No, he thought. No, I was worth something. I was! I lived!
A picture came to his mind then. A picture of himself, a ferrotype on a handbill, WANTED printed in large letters above him. He was young and smiling in it. They’d distributed that handbill all over Vardia after the death of Earl Hengar, back when Duke Grephen and Gallian Thade were trying to frame him, back when the Awakeners were first trying their hand at insurrection.
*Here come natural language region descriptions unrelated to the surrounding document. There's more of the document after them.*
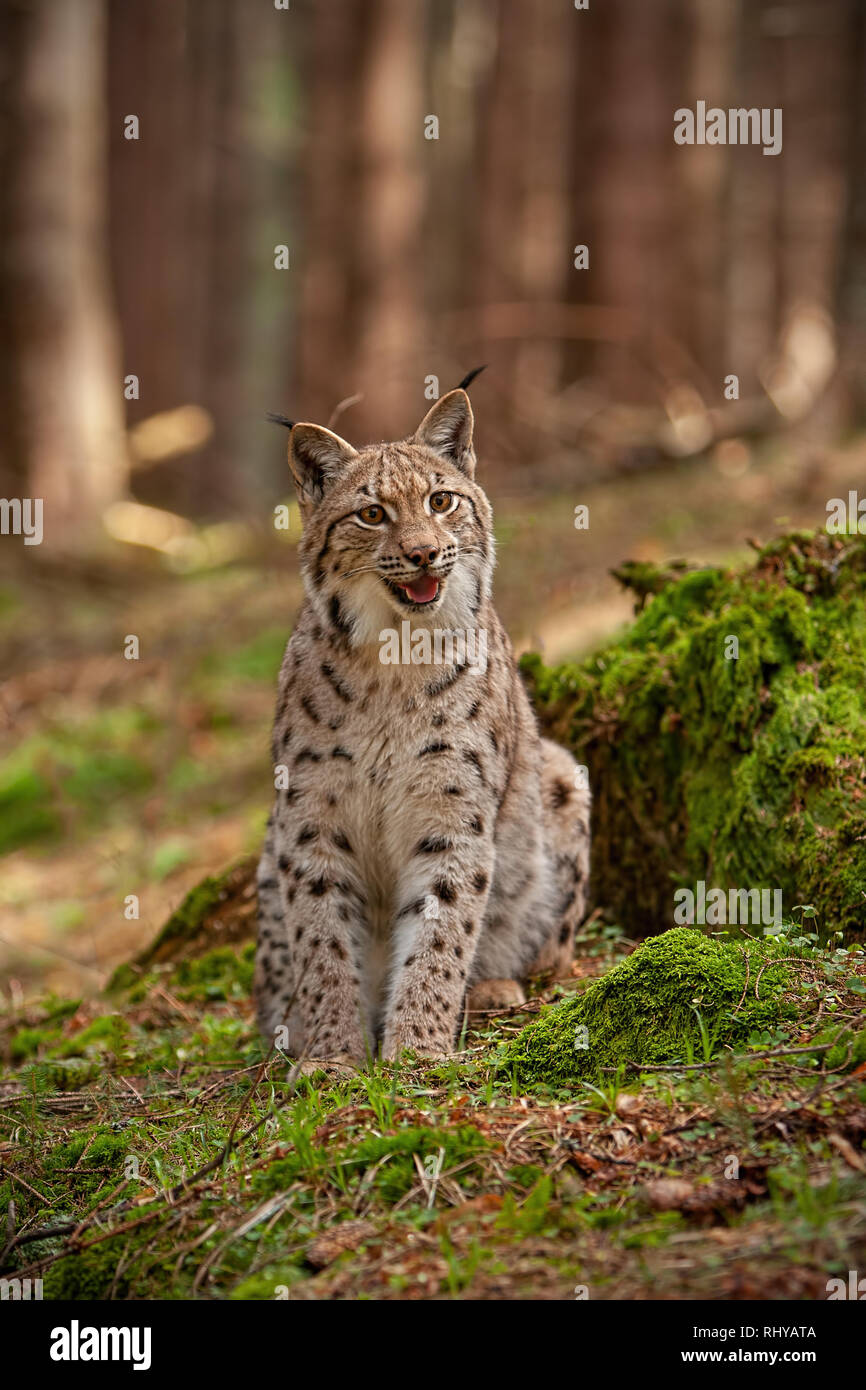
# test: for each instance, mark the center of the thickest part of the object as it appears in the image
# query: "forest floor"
(136, 777)
(149, 1150)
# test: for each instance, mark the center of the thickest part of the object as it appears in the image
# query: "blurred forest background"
(306, 127)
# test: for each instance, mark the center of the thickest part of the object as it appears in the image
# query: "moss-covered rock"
(679, 995)
(745, 772)
(218, 911)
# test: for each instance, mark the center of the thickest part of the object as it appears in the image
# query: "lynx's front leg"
(323, 908)
(435, 940)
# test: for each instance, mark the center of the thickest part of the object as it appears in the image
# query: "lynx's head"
(395, 530)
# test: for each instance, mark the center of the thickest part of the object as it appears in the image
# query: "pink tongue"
(423, 590)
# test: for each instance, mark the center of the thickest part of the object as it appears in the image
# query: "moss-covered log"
(742, 770)
(681, 997)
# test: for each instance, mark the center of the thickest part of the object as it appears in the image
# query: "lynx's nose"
(423, 553)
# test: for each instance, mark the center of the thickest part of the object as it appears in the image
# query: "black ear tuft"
(470, 377)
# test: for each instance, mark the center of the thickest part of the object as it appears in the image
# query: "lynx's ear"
(448, 430)
(317, 458)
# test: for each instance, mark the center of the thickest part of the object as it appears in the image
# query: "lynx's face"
(395, 530)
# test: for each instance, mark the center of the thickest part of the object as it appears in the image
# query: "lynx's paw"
(494, 994)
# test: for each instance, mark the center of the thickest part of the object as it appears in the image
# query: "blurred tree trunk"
(542, 218)
(851, 285)
(633, 268)
(325, 366)
(752, 285)
(702, 178)
(182, 210)
(66, 423)
(392, 332)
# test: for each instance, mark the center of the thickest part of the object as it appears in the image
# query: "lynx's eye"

He’d been enraged when he first saw it, because that portrait they’d taken was only a part of a larger ferrotype, one he hadn’t wished to be reminded of at the time. But now he unfolded it in his memory, and found himself standing in a meadow with mountains behind him, and Trinica there, clinging to his arm and laughing. Laughing at the camera they’d set up on a tripod, laughing with unforced delight, laughing just to laugh. Laughing because she was a young woman in the throes of first love, brimming with a pure, naïve, dreamer’s passion, and she knew nothing of the troubles of the world.
He held on to that picture, forced his thoughts upon it. The daemon was trying to tug him away, to move on to other things, but he wouldn’t let it go. He clutched it tight in his mind, and the picture opened out again until it was no longer a picture but a scene.
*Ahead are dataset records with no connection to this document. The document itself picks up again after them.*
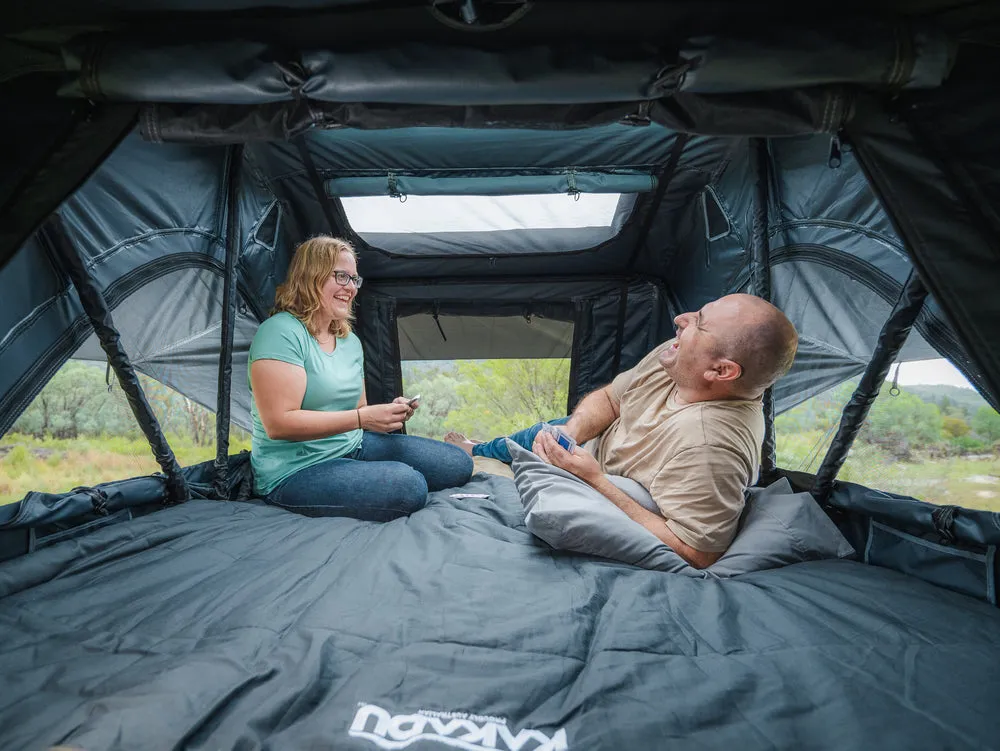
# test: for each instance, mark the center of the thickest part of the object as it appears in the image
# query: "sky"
(934, 372)
(491, 213)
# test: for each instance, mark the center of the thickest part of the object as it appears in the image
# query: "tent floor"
(234, 625)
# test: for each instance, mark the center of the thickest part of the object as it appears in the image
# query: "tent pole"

Now he stood in the meadow with her, the sun warm on his back and the hiss of the long grass in his ears and clean mountain air in his lungs. He felt as he’d felt then, when he’d lived in a time free of responsibility and commitment, when he was just a cargo pilot who’d fallen for the boss’s daughter. A time when he’d been filled with the heady joy of love without precedent, and he’d felt like an explorer on an uncharted frontier.
In that moment, he’d loved her completely. It filled his mind, crowding out everything else. This place, this time. He never wanted to leave it. He never should have left it. And while he held on to it, nothing else could get in; not the past or the future, and not the cruel eye of the daemon. Nothing could sully this memory. It was untouchable. It was perfect.
And somewhere in the bittersweet bliss of reverie, he became aware that the daemon was no longer pawing at his consciousness. Trinica no longer gripped his jaw, and her face had changed. Instead of the hateful creature that inhabited her body he saw her staring out at him. Those odd-coloured eyes shimmered with sorrow; her stained and smeared lips trembled.
He wanted her to look at him for ever, but she had only seconds. She’d mastered the daemon briefly, but it wouldn’t stay down for long. With her terrified gaze, she implored him.
Ignoring the pain that wracked him, he laid his left forearm on her shoulder to steady himself, his shattered hand dangling uselessly at the end. He leaned in close, so that his bloodied lips brushed her ear, and he could feel the flutter of the pulse at her throat.
‘I love you,’ he said. And he drove the point of his cutlass into her with all the strength in his body.
A soft whimper escaped her as the blade passed through her and thrust out of her back. Her eyes, still fixed on his, tautened with the agony of it. She took in half a breath, and then her eyes rolled up, her head tipped back and her legs gave way.
He caught her with his left arm, clutched her to him and kept her there as she jerked and shuddered. The air warped and bent, distorting their surroundings like a fairground mirror; aethereal screeches filled the hold; a hurricane raged around them. He held on to her with one arm as if she was the only thing that would stop him from being blown away. With his other, he gripped tight the hilt of the cutlass.